Nabors back in Algerian court for multimillion-dollar battle
The Bermuda registered owner and operator of one of the world's largest land-based drilling rig fleets, is in an Algerian court today (Monday), facing a multimillion-dollar judgment — a ruling against the company that Algeria’s Supreme Court has already twice thrown out.
Judicial proceedings in the African country involve a near-11-year-old currency dispute and a $21-million judgment assessed against Nabors Industries Ltd in March 2011 by a court in Ouargla Province.
The court had entered the judgment against Nabors relating to alleged violations of Algeria’s foreign currency exchange controls, which require that goods and services provided locally be invoiced and paid in local currency.
Nabors also is a provider of offshore platform rigs in the United States and numerous international markets.
The company provides directional drilling services, performance tools and innovative technologies for its own rig fleet and those of third parties.
Leveraging advanced drilling automation capabilities, Nabors announced last week that it had deployed the first fully automated land rig to successfully drill its first well.
Nabors drilled wells for the Spanish operator CEPSA in 2006. CEPSA paid Nabors $7.5 million of the total contract amount offshore in foreign currency, and approximately $3.2 million was paid in local currency.
This discussion was contained in a Nabors 10-Q filing to the US Securities and Exchange Commission for the quarter that ended in June.
Nabors said in the filing: “The judgment includes fines and penalties of approximately four times the amount at issue.
“We have appealed the ruling based on our understanding that the law in question applies only to resident entities incorporated under Algerian law.
“An intermediate court of appeals upheld the lower court’s ruling, and we appealed the matter to the Supreme Court.”
On September 25, 2014, the Supreme Court overturned the verdict against Nabors and the case was heard again by the Ouargla Court of Appeals on March 22 the following year in light of the Supreme Court’s opinion.
But seven days later, the Ouargla Court of Appeals reinstated the initial multimillion-dollar judgment against the company.

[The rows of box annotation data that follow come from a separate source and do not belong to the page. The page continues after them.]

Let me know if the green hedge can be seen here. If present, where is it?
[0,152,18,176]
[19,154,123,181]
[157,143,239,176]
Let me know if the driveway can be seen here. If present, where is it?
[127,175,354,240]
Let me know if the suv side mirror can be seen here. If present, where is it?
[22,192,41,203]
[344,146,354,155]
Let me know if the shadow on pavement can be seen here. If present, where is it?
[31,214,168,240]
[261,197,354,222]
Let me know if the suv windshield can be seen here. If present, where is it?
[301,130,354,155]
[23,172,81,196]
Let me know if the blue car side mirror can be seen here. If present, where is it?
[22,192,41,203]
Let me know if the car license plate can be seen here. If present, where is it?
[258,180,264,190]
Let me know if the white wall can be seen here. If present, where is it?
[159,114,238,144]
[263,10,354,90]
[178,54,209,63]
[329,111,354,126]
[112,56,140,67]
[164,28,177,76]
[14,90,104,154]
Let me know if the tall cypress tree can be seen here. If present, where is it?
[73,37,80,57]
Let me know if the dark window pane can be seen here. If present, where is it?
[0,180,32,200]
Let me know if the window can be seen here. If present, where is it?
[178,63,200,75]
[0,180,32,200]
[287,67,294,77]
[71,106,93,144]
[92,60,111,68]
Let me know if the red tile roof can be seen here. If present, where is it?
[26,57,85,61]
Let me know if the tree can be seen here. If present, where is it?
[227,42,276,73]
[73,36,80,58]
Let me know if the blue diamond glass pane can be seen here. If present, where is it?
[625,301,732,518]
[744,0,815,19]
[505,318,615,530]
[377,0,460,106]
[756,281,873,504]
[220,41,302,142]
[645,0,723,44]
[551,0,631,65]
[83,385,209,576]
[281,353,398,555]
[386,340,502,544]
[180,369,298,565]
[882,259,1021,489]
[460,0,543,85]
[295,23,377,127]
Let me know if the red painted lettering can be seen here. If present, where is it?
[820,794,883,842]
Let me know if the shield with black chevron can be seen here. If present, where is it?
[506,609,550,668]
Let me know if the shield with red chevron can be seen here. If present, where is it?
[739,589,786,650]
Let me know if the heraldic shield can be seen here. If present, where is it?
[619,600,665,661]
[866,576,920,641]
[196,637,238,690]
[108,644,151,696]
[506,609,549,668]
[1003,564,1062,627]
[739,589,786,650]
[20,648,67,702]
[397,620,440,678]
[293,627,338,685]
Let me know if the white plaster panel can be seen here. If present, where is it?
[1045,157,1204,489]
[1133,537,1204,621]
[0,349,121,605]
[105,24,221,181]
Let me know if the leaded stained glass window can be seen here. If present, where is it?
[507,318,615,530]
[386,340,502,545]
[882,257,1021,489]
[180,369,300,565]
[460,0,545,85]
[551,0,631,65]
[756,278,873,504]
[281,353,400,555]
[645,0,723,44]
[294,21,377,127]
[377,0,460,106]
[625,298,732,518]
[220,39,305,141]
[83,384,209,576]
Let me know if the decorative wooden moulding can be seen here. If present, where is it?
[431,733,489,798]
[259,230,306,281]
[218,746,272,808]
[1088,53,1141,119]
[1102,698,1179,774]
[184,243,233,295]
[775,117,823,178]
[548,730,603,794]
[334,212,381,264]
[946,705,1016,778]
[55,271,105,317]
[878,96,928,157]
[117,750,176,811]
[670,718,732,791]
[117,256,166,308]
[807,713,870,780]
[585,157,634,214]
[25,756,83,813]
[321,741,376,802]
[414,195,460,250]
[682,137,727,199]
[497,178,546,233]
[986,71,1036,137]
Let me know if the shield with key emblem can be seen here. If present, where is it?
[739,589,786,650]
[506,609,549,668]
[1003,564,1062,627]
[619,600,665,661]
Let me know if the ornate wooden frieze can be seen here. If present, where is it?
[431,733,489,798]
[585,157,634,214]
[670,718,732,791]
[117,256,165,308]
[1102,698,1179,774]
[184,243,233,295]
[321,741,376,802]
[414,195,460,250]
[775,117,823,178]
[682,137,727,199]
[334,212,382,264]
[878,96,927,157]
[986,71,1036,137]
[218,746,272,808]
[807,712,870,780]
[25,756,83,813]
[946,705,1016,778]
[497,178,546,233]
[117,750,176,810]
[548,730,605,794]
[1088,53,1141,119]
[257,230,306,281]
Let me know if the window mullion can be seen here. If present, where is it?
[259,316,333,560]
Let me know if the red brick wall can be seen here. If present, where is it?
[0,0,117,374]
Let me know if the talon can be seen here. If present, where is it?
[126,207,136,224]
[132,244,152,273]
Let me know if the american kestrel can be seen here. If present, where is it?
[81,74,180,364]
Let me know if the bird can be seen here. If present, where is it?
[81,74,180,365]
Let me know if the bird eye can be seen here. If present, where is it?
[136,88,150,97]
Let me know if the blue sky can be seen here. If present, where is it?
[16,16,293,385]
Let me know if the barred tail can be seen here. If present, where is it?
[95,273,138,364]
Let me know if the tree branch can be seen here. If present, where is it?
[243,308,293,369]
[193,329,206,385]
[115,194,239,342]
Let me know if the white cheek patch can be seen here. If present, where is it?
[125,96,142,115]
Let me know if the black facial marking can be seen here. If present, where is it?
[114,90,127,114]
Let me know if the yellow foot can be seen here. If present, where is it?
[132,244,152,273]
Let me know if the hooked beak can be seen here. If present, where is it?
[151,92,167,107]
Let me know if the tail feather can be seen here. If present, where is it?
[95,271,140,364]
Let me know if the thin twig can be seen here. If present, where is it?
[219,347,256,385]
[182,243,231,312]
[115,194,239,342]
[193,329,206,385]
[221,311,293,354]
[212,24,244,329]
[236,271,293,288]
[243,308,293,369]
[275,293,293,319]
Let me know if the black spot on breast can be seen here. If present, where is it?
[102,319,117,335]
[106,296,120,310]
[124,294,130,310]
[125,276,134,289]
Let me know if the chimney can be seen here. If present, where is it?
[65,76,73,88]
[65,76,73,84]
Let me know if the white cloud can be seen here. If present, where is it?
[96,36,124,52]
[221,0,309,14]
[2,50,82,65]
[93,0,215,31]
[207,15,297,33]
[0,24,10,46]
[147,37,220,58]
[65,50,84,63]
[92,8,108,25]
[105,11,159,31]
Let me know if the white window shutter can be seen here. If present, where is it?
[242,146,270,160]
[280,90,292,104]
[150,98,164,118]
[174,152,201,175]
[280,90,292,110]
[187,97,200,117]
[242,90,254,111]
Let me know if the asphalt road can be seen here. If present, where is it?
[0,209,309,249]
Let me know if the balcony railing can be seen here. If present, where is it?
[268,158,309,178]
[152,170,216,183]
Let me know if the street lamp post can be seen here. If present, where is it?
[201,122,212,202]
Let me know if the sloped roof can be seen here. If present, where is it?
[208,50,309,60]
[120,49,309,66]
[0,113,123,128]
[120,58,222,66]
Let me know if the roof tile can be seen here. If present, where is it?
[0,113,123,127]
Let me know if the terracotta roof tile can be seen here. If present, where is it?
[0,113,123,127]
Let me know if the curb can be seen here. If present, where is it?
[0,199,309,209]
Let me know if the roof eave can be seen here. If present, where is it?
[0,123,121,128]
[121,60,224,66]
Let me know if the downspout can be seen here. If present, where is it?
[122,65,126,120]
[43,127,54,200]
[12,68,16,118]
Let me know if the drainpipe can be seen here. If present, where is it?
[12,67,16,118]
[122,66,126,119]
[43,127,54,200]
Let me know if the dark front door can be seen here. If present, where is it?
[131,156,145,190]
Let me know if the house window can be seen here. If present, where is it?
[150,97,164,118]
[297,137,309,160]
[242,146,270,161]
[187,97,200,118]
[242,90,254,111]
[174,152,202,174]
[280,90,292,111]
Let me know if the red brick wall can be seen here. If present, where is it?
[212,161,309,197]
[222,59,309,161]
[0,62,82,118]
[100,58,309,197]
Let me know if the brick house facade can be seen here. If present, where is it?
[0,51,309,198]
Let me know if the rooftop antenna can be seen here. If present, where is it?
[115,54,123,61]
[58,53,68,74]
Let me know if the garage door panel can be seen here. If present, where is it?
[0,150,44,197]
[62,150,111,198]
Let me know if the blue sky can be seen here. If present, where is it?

Nabors again appealed the decision to the Supreme Court, which annulled the decision of the Ouargla Court of Appeals and sent the case back to the Court of Ouargla for further proceedings today, consistent with the Supreme Court’s ruling.
Nabors stated in the filing: “While our payments were consistent with our historical operations in the country, and, we believe, those of other multinational corporations there, as well as interpretations of the law by the Central Bank of Algeria, the ultimate resolution of this matter could result in a loss of up to $13.0 million in excess of amounts accrued.”